一般人が乗れない「貨物列車」、いつも何を運んでいるのか? 意外と知らない謎に迫る
貨物列車は日本では旅客列車と同じくらい長い歴史があるが、「乗れない」こともあって、一般の人たちには謎の多い存在だろう。
多様な貨車の時代

また、 タンク車を使ったガソリン、軽油、灯油などの石油類の輸送も、現在の日本で貨物列車が果たしている重要な役割のひとつである。固体だけでなく、石油、化学薬品、ガスなどの液体や気体も輸送されている。

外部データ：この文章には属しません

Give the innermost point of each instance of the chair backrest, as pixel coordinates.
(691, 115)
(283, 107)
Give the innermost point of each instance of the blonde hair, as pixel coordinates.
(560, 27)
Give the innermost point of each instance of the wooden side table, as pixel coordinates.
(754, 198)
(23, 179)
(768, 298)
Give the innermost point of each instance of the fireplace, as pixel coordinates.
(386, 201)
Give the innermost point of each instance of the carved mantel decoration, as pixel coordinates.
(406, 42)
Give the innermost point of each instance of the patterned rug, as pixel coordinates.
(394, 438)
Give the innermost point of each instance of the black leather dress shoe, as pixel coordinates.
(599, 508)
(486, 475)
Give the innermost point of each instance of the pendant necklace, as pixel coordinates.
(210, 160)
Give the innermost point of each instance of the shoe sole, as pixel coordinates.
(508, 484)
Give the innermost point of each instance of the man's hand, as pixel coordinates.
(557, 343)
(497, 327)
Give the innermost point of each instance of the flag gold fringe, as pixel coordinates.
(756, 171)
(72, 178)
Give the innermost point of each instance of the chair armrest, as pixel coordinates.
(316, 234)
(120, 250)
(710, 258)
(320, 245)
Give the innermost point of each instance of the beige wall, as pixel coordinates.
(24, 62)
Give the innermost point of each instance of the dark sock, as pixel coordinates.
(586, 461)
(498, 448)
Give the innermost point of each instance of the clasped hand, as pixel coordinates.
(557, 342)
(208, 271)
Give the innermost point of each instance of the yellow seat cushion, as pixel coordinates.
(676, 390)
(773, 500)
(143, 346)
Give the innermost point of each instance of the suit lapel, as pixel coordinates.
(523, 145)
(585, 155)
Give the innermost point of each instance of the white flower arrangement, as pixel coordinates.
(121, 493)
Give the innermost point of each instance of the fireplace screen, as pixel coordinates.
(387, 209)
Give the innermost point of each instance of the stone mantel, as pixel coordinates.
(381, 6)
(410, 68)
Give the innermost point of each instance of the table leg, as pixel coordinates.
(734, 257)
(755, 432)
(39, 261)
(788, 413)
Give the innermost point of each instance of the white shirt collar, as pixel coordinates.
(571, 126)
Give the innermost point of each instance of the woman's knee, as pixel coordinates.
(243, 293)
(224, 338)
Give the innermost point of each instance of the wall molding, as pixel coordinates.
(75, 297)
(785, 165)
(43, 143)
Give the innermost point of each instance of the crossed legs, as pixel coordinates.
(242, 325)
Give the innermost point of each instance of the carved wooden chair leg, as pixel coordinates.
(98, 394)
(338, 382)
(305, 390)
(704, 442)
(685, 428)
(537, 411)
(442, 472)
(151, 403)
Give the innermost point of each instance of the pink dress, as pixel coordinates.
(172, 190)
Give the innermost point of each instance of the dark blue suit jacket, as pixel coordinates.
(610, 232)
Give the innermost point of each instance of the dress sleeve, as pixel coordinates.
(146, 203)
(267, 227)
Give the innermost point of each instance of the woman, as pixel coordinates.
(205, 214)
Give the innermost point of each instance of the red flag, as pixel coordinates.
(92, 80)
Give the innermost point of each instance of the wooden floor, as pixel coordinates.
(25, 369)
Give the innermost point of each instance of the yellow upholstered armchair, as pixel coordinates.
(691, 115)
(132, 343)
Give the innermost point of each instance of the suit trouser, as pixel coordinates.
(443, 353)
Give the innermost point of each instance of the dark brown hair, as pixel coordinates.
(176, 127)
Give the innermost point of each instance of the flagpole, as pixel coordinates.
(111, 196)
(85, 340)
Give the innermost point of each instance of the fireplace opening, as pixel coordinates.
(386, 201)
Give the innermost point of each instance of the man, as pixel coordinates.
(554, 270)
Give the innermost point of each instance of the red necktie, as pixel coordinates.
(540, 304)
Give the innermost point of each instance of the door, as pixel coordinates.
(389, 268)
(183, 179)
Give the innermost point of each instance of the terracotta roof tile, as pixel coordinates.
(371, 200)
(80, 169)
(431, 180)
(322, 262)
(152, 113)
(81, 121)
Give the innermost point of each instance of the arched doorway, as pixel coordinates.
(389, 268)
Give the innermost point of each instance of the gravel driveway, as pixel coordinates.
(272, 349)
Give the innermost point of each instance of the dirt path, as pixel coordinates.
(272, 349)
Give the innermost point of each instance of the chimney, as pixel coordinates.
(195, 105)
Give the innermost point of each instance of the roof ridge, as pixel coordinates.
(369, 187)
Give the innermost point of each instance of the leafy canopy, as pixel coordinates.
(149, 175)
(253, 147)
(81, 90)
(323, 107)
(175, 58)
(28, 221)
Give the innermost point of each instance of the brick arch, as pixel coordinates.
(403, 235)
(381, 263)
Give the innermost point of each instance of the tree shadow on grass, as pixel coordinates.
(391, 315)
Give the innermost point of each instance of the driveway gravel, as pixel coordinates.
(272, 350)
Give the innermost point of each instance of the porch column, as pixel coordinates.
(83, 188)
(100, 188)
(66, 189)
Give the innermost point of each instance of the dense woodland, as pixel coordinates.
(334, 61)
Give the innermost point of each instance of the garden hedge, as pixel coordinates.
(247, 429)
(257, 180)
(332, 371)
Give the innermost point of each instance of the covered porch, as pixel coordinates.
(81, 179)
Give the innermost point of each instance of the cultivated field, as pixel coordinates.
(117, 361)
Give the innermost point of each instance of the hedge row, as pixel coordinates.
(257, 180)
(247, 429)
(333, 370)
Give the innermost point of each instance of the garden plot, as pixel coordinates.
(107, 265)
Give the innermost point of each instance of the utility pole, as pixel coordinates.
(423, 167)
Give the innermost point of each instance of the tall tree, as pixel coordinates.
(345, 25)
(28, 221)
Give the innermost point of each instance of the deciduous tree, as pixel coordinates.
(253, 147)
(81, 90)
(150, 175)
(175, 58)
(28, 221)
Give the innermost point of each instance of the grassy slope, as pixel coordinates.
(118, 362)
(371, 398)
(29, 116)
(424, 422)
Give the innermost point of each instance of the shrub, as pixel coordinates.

タンク車は、臨海部の製油所から内陸部の油槽所まで大量の石油を運ぶ役割を担っている。栃木県や福島県の中通り地域のように、近くに港がない地域でも安心してガソリンを使えるのは、貨物列車が大量のガソリンを運んでいるからだ。
タンク車は油槽所からガソリンスタンドまできめ細かくガソリンを運ぶ役割を担っており、鉄道と自動車はお互いの利点を生かした石油類の輸送を行っているのだ。
平時の石油類の輸送に欠かせないタンク車だが、非常時にもその力を発揮する。
2011(平成23)年3月の東日本大震災では、仙台の製油所が被災し、東北本線が寸断したため、東北地方は深刻な燃料不足に陥った。そこで、東北地方の復興に必要な燃料を輸送するため、普段は石油輸送に使われていない日本海側の路線を臨時の石油類輸送列車が走ったのだ。
かつての貨物列車は、現在よりも多種多様なものを運んでいた。さまざまなものに対応する専用の貨車が数多くあった。例えば、家畜は生きたまま運ばれた。
これは現在では効率的な輸送方法とはいえないが、かつては冷凍技術が発達していなかったため、家畜は生きたまま輸送される必要があった。
もちろん、冷蔵・冷凍のできる貨車が登場してからは、肉もこの方法で運ばれるようになった。鮮魚も冷蔵貨車で直接運ばれ、人を乗せた特急列車並みの扱いで、市場に運ばれていた。しかし、トラック輸送との競争に敗れたり、貨車からトラックへの積み替えが容易なコンテナに集約されたりして、さまざまな形態の貨車は姿を消した。